Late last year, shortly after U.S. courts sided with Apple (AAPL 0.25%) in its global patent war against Samsung, British courts did the exact opposite and agreed with the South Korean conglomerate. As a result, Apple was ordered by the U.K. courts to post an apology on its website, clearing its rival of any wrongdoing and confirming that Samsung had not copied Apple.

It was a rather strange punishment to require a company trying to defend its intellectual property rights to say "I'm sorry" to its rival. A more appropriate response would have been to make Apple go sit in the corner for a time out, and perhaps take away its TV privileges for the week.

Aww, do I have to?
While complying, Apple still took the opportunity to poke fun at Samsung and make its case to the broader public. In the initial "apology" that the iPhone maker posted on its U.K. site, Apple quoted the judge in the suit as saying that Samsung's products are "not as cool" after relaying the necessary message that courts did not find patent infringement.

The courts were not amused.

Sir Robin Jacob, one of the judges presiding over the case, called it a "plain breach of the order" and was flabbergasted that Apple would pull such a stunt. Jacob is the judge that issued the first opinion for the appeals court that was overwhelmingly in Samsung's favor.
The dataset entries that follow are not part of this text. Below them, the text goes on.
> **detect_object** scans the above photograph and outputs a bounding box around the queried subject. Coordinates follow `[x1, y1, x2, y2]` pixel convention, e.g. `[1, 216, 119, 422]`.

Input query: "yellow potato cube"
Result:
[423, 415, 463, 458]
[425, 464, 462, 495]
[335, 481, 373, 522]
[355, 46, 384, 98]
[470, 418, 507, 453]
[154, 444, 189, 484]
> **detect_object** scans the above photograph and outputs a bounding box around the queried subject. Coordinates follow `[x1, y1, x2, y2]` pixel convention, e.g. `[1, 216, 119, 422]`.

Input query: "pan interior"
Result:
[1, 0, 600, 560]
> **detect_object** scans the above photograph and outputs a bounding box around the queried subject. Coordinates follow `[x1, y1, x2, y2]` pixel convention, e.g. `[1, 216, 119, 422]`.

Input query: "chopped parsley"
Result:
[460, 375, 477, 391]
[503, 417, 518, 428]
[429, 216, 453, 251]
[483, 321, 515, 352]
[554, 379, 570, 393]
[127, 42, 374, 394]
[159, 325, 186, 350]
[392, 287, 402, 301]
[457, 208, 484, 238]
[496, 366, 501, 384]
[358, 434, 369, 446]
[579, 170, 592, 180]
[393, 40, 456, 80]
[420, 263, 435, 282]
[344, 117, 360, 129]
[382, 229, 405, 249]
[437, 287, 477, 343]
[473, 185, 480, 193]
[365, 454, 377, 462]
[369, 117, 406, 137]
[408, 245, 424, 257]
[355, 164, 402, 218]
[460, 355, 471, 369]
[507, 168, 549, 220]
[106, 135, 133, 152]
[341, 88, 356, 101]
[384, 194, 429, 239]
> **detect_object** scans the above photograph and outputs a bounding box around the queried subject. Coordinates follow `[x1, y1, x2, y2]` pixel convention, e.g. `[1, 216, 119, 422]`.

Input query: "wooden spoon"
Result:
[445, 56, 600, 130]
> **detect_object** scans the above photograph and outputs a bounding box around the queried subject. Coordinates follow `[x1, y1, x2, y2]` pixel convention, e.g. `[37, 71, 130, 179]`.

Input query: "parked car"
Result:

Apple received a mulligan and revised its statement and reposted the notice on its U.K. landing page again, except this time it used clever web coding to hide the link. Any visitor would initially only see Apple's normal product banners, and the entire site would automatically resize to whatever size the browser window was. Only when manually scrolling down would the apology link be revealed.

After some public backlash, Apple eventually removed the coding and displayed everything normally. While you could argue that Apple was behaving like a petulant child, it was merely acting the part, since it was handed a juvenile punishment to begin with.

The whole episode led Jacob to assert that Apple displayed a "lack of integrity" in the incident.

Now who lacks integrity?
In a strange turn of events, Jacob has now been hired by -- wait for it -- Samsung! The South Korean company is also involved in another complaint from Ericsson with the U.S. International Trade Commission, with Ericsson seeking an import ban. As part of that case that's unrelated to Apple, Samsung has tapped Jacob as a patent expert to help the conglomerate defend itself, as noted by Florian Mueller of FOSS Patents.

So we have a judge that made a ruling overwhelmingly in favor of Samsung now being hired by Samsung as an expert just months later. How's that for integrity?

To be fair, Mueller acknowledges that Jacob is indeed a patent expert and could have a lot to contribute to the case. It's also very unlikely that there were any shady dealings between Samsung and Jacob while the Apple case was under way; the new arrangement is perfectly legal under existing U.K. law.

But Mueller compares it to the idea of Judge Lucy Koh, the U.S. District Judge overseeing the stateside case, going to work for Samsung in a similar capacity after Koh shot down Apple's request for a permanent injunction. This is hypothetical because Mueller says that U.S. rules would never permit it, but it flies in the U.K.

Calling it your job don't make it right, Boss.

It ain't over yet
Apple's global patent war with Samsung shows no signs of slowing down. Most recently, a Japanese court ruled in favor of Apple after Samsung alleged infringement of various wireless technologies. Sammy was looking for a ban on iDevices, but the Japanese courts shot down that idea. The decision in that case was the flip side of when Apple lost in its own bid to block Samsung devices last August over infringement. In both cases, Japanese courts sided with the defendant, but at least no one was forced to say they were sorry for trying.

Will this thermonuclear war ever see a cease-fire?